Der Seefahrer Sir Walter Raleigh, ein Günstling der englischen Königin Elisabeth I., machte die Tabakpfeife im 16. Damals wurden Pfeifen aus Ton oder Porzellan hergestellt. In Mittel- und Nordeuropa war die Pfeife fortan ein Prestigeobjekt für die besseren Stände wie Reeder, Kaufleute, Adelige und Offiziere. Nun soll aber niemand glauben, dass erst im 16. Jahrhundert in Europa Pfeife geraucht wurde. In der Nähe einer 6000 Jahre alten Kultstätte am Niederrhein fanden Bodenarchäologen Fragmente von Rauchpfeifen aus Ton. Wäre Tabak darin gewesen, hätte die Weltgeschichte neu geschrieben werden müssen. Man fand aber Reste von gerauchtem Hanf (sic!).

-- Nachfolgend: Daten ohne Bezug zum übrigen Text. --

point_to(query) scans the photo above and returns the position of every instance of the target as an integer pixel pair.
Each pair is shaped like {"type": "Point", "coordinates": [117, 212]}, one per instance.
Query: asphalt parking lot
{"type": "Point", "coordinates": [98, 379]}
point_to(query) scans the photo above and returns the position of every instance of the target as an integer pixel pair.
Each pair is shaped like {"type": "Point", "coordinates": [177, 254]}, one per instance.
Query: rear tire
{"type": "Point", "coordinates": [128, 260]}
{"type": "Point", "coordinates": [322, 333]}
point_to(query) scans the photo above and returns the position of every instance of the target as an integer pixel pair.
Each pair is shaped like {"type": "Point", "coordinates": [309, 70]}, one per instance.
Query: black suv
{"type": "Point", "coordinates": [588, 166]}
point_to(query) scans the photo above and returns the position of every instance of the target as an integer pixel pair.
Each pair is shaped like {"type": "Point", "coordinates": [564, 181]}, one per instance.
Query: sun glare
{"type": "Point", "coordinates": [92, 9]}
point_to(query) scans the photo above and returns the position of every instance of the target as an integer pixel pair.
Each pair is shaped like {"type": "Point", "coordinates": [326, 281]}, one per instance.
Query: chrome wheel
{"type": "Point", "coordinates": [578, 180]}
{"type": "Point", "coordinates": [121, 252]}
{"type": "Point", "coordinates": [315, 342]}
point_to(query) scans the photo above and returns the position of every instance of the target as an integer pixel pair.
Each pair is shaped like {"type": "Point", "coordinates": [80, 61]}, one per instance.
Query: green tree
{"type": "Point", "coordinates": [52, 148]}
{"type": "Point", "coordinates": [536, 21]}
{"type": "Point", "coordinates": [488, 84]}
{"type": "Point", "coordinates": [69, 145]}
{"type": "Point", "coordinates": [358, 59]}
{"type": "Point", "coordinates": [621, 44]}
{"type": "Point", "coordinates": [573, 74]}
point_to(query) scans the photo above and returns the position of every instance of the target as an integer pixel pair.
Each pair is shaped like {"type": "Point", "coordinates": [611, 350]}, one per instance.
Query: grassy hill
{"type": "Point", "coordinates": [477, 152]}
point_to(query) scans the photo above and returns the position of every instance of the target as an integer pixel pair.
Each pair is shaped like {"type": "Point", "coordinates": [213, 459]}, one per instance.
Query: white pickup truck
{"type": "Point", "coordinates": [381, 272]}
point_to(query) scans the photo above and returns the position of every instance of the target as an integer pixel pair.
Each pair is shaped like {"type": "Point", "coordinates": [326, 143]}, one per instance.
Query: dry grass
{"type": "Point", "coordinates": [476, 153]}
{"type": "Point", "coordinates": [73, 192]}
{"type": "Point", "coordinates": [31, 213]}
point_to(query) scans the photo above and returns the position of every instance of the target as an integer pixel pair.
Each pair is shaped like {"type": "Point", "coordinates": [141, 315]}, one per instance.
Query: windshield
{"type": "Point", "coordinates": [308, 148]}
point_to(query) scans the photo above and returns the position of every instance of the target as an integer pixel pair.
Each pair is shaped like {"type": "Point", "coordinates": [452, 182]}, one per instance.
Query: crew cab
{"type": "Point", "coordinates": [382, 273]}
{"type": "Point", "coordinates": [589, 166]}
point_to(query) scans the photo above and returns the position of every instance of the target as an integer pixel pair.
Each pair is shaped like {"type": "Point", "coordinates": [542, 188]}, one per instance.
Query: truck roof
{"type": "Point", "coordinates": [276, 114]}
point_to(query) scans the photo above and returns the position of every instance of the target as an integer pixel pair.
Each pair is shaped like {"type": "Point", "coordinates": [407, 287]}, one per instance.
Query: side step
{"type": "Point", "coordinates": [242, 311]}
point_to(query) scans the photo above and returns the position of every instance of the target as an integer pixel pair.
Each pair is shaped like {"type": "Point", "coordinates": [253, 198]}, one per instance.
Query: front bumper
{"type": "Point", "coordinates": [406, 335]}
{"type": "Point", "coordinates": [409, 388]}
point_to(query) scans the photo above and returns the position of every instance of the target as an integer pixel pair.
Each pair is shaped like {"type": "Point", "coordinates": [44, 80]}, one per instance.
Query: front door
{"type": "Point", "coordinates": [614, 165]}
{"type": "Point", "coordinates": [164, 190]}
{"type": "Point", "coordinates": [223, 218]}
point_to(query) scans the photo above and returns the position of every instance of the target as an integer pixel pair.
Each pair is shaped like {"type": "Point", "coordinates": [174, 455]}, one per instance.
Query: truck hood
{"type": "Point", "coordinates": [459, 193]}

Der Überseehandel nahm im 17. und 18. Jahrhundert enorm zu, so dass immer mehr Tabak nach Europa gelangte und auch hier angebaut wurde. Die Kolonialländer England, Frankreich und vor allem Holland brachten die Tabaksamen nach Afrika und in den Fernen Osten. Es entstand eine Vielzahl von Tabaksorten und -züchtungen. Von diesem reichen Angebot profitierte nun auch die weniger wohlhabende Bevölkerung, wie einfache Seeleute, Handwerker, Bauern und Landsknechte. Letztere verbreiteten den Tabakkult (das Pfeiferauchen) bis in die entlegensten Winkel des Kontinents. Rauchte das einfache Volk noch den schlecht fermentierten Knaster, so entstanden in Großbritannien Tabakmanufakturen, die das Blenden und Fermentieren des Tabaks beherrschten.